Victory is not winning for our party; victory is winning for our country. It sounds like something President John F. Kennedy might have said – or perhaps President Ronald Reagan. In fact, it was said by President Donald J. Trump as he opened his 2019 State of the Union address.
The president threw down a challenge to America, and more specifically to his political opponents, to choose greatness. Though he effectively covered his achievements to date and his agenda going forward – as all presidents do when they deliver the State of the Union address – Trump wrapped it all in the theme of American potential and American destiny. The challenge was simple: America has come far in a short amount of time and can go so much farther, but to do that the nation has to focus on the big picture and put aside the partisanship that today colors everything.
…Trump wrapped it all in the theme of American potential and American destiny.
The Theme of American Greatness
The address opened and closed with references to World War II. At the start, Trump honored three of his guests — veterans of the D-Day Normandy invasion — and he circled back to those men at the end. The symbolism was strong and pointed: World War II was the last time the United States, as a whole nation, threw itself into a great endeavor – a global conflict, no less – that not only changed the world but also defeated an ideology so evil it threatened to plunge humankind into darkness for decades or perhaps longer.

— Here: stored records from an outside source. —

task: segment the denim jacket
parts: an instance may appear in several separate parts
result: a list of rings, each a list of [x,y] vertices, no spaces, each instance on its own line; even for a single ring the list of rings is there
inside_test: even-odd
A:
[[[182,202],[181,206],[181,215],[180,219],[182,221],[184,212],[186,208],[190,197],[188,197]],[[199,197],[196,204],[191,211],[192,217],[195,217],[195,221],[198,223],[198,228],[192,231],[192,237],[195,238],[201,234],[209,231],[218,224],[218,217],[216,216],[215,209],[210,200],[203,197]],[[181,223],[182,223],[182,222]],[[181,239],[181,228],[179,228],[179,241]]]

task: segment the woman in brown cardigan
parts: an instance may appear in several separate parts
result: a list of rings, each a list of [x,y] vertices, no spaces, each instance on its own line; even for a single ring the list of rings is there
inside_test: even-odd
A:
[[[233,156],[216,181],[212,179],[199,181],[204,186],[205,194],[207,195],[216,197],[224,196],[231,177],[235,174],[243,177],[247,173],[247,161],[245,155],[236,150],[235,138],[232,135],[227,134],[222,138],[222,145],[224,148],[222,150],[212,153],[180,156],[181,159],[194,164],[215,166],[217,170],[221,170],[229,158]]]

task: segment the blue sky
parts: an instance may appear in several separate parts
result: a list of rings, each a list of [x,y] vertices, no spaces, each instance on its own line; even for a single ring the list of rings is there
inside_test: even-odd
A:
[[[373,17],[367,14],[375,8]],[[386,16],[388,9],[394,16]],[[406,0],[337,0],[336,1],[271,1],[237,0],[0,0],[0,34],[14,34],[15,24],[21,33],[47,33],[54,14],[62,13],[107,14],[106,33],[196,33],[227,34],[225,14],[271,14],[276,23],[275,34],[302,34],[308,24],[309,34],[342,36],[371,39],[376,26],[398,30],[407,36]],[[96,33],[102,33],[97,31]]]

Trump implored Americans to unlock the enormous potential of the nation’s future, but he warned the political class that this potential would be destroyed by “foolish wars, politics, and ridiculous partisan investigations.”
In 2018, Trump delivered a good State of the Union address; in 2019, he seemed more comfortable with the task, as if he had grown into his office. He wore the confident demeanor of a leader who has seen his agenda succeed but also understands his obligation, in this time of hysterical divisiveness, to deliver a message of optimism and a call for unity.
Making Democrats Uncomfortable
If one is entirely objective and disregards party politics, it is tough to take a dim view of the economic successes the president recapped or his intentions for the coming years. As Trump spoke about the historically low unemployment numbers, there was one entertaining moment. He pointed out that women in America are now stepping into the majority of open jobs, and the cadre of new female Democratic members of Congress, all dressed in white, stood and applauded themselves.
Obviously, they were attempting to take a shot at Republicans and at Trump himself for losing control of the House of Representatives and thus providing them with the jobs they now have. Trump took this in stride, though, and worked the room. “You were not supposed to do that.” He told the women, with a smile, “Thank you very much. Thank you very much.” Then, Trump told them: “Don’t sit down yet; you’re gonna like this,” and he specifically mentioned the number of women elected to Congress. The congresswomen took to their feet again and chanted “USA! USA!” The president congratulated them before moving on with his speech. It was an almost surreal moment. These new members of Congress clearly thought they were being smart while ignoring, or perhaps not recognizing, the fact that Trump – whom many of them have accused of misogyny – was giving them props.
In a powerful pitch for a wall along the southern border, the president made a point that open-borders advocates never want to hear and certainly do not want the American people to understand:
“No issue better illustrates the divide between America’s working class and America’s political class than illegal immigration. Wealthy politicians and donors push for open borders while living their lives behind walls and gates and guards. Meanwhile, working-class Americans are left to pay the price for mass illegal immigration: reduced jobs, lower wages, overburdened schools, hospitals that are so crowded you can’t get in, increased crime, and a depleted social safety net.”
Democrats could not even applaud Trump’s pledge to put drug cartels and human traffickers “out of business.” Sen. Kamala Harris (D-CA), 2020 presidential hopeful, even shook her head and seemed visibly annoyed at the idea.
In another obvious jab at the opposition party – and with a nod to the coming battle of ideologies that will play out in 2020 – Trump described socialism as “government coercion, domination, and control,” pointing to the tragic downward spiral of Venezuela and pledging that the United States would never become a socialist country. The president also hit Democrats on late-term abortion; making it clear that he would work to outlaw the practice.
One piece of news that came out of the address was the announcement that the president would meet with North Korean leader Kim Jong-un in Vietnam on Feb. 27-28.
The address was a triumph for President Trump. Even television news outlets that devote themselves to reporting negatively the president acknowledged very favorable approval numbers from polling taken after the speech. It may indeed have been one of Trump’s best speeches so far. He called upon the nation to “reignite the American imagination” and made a powerful case that unity, rather than division, would lead to even greater achievements. Considering that this was Trump’s chance to take his message directly to the nation without the filter of an antagonistic media, it was not really a good night to be a Democrat.